Понятно, почему эта песня пришлась ему по душе, в которой набегавшее скептическое веяние не могло загасить пламенной любви, красоты и правды. В этой венгерке сквозь комически-плясовую форму прорывался тоскливый разгул погибшего счастья. Особенно оттенял он куплет:
Под горой-то ольха,
На горе-то вишня;
Любил барин цыганочку, —
Она замуж вышла.
Однажды вечером, сидя у меня один за чайным столом, он пустился в эстетические тонкости вообще и в похвалы цыган в особенности.
— Да, — сказал я, — цыганской песни никто не споет, как они.
— А почему? — подхватил Григорьев, — они прирожденные, кровные, а не вымуштрованные музыканты. Да и положение их примадонн часто споспешествует делу. Любовь для певца та же музыка. Эх, брат! — вскрикнул он вдруг, вытирая лоб пестрым платком, — надо показать тебе чудо. Ты знаешь, я часто таскаюсь в Грузины в хор Ивана Васильева. Он мой приятель и отличный человек. Там у них есть цыганочка Стеша. Ты ее не знаешь? Не заметил?
— Где же мне ее было заметить? Я почти нигде не бываю.
— Ну, так надо тебе ее увидать. Во-первых, она — прелесть. Какие глаза и ресницы и, я знаю твою страсть к волосам, какие волосы? Но этого мало. Надо, чтобы ты ее услыхал с глазу на глаз. Бедняжка влюблена в одного гусара. Я его видел. Действительно красавец, каналья. А ты знаешь, как хор ревниво бережет своих примадонн. Тут брат, идиллиями не возьмешь. Выкупи! — а на это мало охотников. Уж не знаю, как они там путаются. Но, видно, дело не выгорает, а девочка-то врезалась. После обеда хор-то разойдется отдыхать, а она возьмет гитару да сядет под окошечко, — словно кого поджидает. Запоет, и слезы градом. Тут нередко Иван Васильев подойдет и вполголоса ей вторит. Жалко, что ли, ему ее станет, или уж очень забористо она поет, только, поглядишь, он тут как тут.
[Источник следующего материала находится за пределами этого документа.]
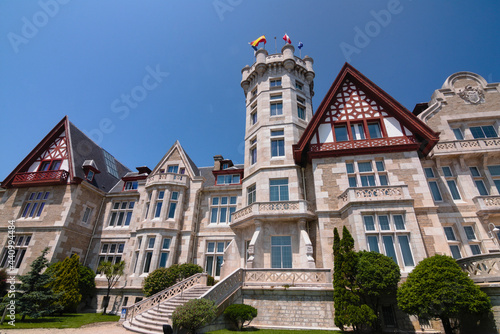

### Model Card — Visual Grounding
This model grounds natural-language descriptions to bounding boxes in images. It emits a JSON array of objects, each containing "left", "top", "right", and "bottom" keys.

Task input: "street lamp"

Вот как бы тебя подвести под эту штуку, ты бы узнал, как поют. Поэзия — да и только! Да вот, чем: откладывать, я завтра к тебе приду в двенадцать часов, а в час мы поедем. Ведь ваша братия, кавалеристы, плохие ходоки.
— Да как же, любезный друг, я-то вотрусь? Ведь она при мне ж петь не станет.
— Ну, это я как-нибудь оборудую. Едем, что ль?
— Хорошо, приходи.
На другой день хотел было я велеть запрячь свою скромную пролетку, но подумал: Григорьев без гитары не придет. Убеждать его — дело напрасное. А куда я в мундире поеду через всю Москву с каким-то не то кучером, не то торбанистом, что подумает плац-адъютант? Я велел нанять извозчичью карету. В двенадцать часов вошел Григорьев с гитарой, в поддевке, в плисовых шароварах в сапоги, словом, по всей форме.
— Что ж это мы в карете? — спросил он.
Я сослался на зубную боль, которою, в добрый час молвить, во всю жизнь не страдал. Однако он догадался, и начались препирания.
Тем не менее мы доехали до Грузин и бросили карету невдалеке от цыган. Григорьев быстро зашагал звонить, а я подоспел вовремя, когда дверь отворили.
В передней уже слышалось бряцание гитары и два голоса.
— Это она, — шепнул Григорьев, и вошел в залу. Я за ним.
— Здравствуйте, Стеша! — сказал он, протягивая руку сидящей у окна девушке с гитарой. — Здравствуй, Иван Васильевич! Продолжайте, я вам не помеха.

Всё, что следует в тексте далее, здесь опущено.